L’accueil du site egliseverte.org

 

Ce qui pose la question : et la mission dans tout ça ? On ne peut tout simplement pas imaginer l’annonce de l’Évangile déconnectée des motifs d’inquiétude et de souffrance de l’humanité. Perspectives Missionnaires, unique revue de missiologie dans l’espace protestant francophone, avait d’ailleurs consacré fin 2014 un numéro entier aux défis de l’écologie (PM n°69 : «Héritiers et témoins d’une terre promise»). Christian Bonnet, qui venait alors tout juste d’achever son mandat de secrétaire général du Défap, y écrivait dans l’éditorial : «La mission consiste à annoncer aux humains une bonne nouvelle qui les rejoint dans leurs préoccupations. À l’époque d’Esaïe, l’inquiétude porte sur la menace que font peser les grands empires colonialistes sur les États voisins. À l’époque de Paul, les fractures sociales au sein de l’Empire romain amènent les chrétiens à mettre en avant l’idée d’une humanité réconciliée par Jésus-Christ. Au 16e siècle, à la suite des grandes épidémies de peste, les gens s’interrogent avec angoisse sur une vie possible au-delà de la mort terrestre: l’annonce du salut met alors en avant l’idée de résurrection et de vie éternelle. Et pour aujourd’hui, où notre inquiétude porte sur la préservation de notre cadre de vie, où notre souci est de léguer une terre habitable à nos enfants, quelle pourrait être la bonne nouvelle qui serait pour tous les peuples le sujet d’une grande joie ?»

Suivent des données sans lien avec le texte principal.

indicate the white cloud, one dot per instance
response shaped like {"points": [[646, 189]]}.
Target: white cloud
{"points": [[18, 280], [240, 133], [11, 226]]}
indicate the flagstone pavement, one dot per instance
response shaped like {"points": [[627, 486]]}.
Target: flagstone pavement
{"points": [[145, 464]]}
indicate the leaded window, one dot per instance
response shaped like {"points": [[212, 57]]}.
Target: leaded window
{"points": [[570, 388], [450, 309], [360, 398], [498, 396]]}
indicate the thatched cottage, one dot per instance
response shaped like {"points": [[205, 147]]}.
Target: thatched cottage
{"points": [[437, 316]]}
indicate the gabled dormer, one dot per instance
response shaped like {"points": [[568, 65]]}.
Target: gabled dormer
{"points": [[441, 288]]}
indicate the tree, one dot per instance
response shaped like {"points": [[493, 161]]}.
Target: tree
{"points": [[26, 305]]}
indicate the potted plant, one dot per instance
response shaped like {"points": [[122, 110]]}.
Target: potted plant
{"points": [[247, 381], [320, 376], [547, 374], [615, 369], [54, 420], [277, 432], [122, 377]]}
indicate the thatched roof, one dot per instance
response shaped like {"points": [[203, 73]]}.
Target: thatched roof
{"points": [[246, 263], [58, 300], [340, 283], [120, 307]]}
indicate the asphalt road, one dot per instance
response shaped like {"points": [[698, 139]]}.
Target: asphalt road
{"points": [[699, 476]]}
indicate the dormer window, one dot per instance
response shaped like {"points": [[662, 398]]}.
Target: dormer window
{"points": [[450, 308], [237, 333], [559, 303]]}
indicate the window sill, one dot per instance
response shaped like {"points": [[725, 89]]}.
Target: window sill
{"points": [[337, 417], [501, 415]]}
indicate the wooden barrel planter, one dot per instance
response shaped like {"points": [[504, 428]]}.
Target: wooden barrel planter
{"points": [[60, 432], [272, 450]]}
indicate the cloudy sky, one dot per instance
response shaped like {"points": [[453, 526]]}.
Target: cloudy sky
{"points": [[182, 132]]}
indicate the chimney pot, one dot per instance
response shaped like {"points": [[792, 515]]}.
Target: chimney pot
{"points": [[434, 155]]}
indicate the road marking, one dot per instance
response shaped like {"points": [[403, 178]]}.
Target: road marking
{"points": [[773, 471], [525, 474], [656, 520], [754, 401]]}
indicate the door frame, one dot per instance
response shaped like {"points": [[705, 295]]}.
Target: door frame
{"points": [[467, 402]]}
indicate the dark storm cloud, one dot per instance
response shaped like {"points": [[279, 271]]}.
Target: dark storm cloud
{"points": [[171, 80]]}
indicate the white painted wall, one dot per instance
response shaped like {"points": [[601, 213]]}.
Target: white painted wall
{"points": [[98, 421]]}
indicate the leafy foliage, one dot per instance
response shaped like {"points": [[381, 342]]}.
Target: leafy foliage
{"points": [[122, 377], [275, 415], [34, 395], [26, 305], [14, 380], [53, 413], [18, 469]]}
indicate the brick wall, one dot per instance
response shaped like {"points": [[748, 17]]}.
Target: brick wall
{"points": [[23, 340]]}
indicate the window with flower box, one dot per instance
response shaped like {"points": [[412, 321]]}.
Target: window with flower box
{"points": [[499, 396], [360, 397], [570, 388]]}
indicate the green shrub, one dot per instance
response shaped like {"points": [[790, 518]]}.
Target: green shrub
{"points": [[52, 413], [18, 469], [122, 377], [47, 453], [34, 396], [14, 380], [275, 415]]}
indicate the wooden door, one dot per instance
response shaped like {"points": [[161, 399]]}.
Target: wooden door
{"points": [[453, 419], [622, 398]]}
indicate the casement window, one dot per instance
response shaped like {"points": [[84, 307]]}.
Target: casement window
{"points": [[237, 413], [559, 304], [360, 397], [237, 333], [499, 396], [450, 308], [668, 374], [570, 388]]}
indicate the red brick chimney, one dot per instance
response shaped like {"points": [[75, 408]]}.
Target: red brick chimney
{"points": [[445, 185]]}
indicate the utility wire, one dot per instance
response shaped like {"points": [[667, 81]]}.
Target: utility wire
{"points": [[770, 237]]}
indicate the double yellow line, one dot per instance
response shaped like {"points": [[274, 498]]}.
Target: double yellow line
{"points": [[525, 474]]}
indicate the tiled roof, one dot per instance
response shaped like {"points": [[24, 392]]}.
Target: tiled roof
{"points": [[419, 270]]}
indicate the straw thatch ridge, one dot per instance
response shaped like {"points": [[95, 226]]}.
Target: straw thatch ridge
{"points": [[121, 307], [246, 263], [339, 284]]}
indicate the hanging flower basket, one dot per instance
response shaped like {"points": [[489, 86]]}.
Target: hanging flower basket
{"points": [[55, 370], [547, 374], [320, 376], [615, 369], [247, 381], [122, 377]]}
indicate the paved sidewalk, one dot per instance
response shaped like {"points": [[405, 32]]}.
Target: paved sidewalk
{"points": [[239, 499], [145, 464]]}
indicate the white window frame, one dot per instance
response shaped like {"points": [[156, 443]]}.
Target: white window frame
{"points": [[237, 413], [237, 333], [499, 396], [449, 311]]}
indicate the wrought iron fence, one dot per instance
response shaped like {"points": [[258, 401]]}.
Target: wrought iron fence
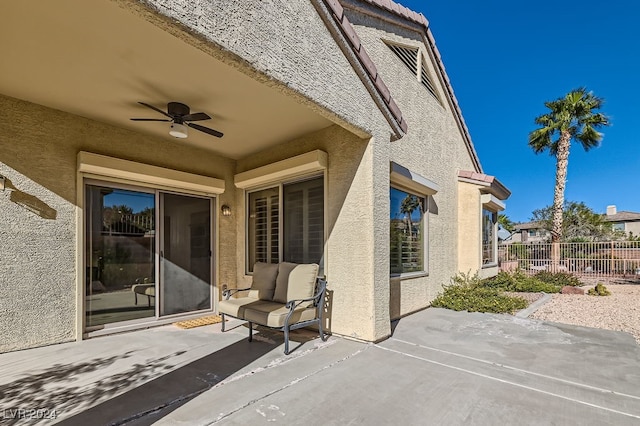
{"points": [[594, 259]]}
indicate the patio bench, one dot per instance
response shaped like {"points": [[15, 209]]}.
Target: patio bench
{"points": [[283, 296]]}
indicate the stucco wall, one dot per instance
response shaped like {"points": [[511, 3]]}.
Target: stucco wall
{"points": [[286, 45], [357, 288], [469, 228], [37, 254], [433, 148]]}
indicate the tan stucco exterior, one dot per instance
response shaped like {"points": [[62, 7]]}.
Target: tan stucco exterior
{"points": [[318, 102]]}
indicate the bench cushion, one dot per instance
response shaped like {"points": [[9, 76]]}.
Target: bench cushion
{"points": [[264, 280], [273, 314], [295, 281], [236, 307]]}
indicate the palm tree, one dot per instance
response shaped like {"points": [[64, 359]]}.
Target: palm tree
{"points": [[407, 207], [572, 117]]}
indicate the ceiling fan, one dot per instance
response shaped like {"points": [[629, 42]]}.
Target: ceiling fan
{"points": [[180, 118]]}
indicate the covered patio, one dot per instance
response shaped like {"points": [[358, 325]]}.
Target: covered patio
{"points": [[73, 77]]}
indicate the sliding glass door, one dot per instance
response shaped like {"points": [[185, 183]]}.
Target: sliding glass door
{"points": [[120, 254], [185, 254], [147, 254]]}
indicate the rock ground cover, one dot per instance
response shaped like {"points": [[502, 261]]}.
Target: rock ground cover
{"points": [[619, 312]]}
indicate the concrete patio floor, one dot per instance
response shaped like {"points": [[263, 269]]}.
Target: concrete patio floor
{"points": [[440, 367]]}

Au Défap aussi, la préoccupation de la sauvegarde de l’environnement est donc bien présente. Elle fait partie intégrante du programme de travail établi depuis 2015, et se retrouve à travers un certain nombre de projets : c’est le cas du soutien apporté à l’association Abel Granier, qui intervient en Tunisie sur les problématiques de désertification. C’est le cas du partenariat établi avec l’ALCESDAM, Association pour la Lutte Contre l’Érosion, la Sécheresse et la Désertification au Maroc, qui depuis trente ans intervient dans les zones de palmeraies de la province de Tata. Le Défap a aussi régulièrement des envoyés au sein du projet Beer Shéba à Fatick, au Sénégal, centré sur l’agro-foresterie durable. Il est l’un des membres fondateurs du Secaar (Service chrétien d’appui à l’animation rurale), un réseau de dix-neuf Églises et organisations chrétiennes d’Afrique et d’Europe, présent dans une douzaine de pays, qui met en avant parmi ses principaux axes de travail l’agroécologie et le respect de l’environnement, en lien avec les droits humains.

Retrouvez ci-dessous quelques témoignages en vidéo illustrant la diversité des actions et des partenariats du Secaar :

Cette préoccupation globale trouve enfin des traductions locales dans les rencontres régionales sur la mission. C’était déjà le cas lors du «mini-forum» du Défap en région CAR, organisé en octobre 2018 avec le réseau Bible et création. Pratiquement un an plus tard, les questions liées à l’environnement et à la sauvegarde de la création se sont retrouvées au centre du forum organisé à Condé-sur-Noireau pour la région Normandie, et qui tournait autour d’un thème directement inspiré d’une citation de Gandhi : «Vivre simplement pour que d’autres puissent simplement vivre».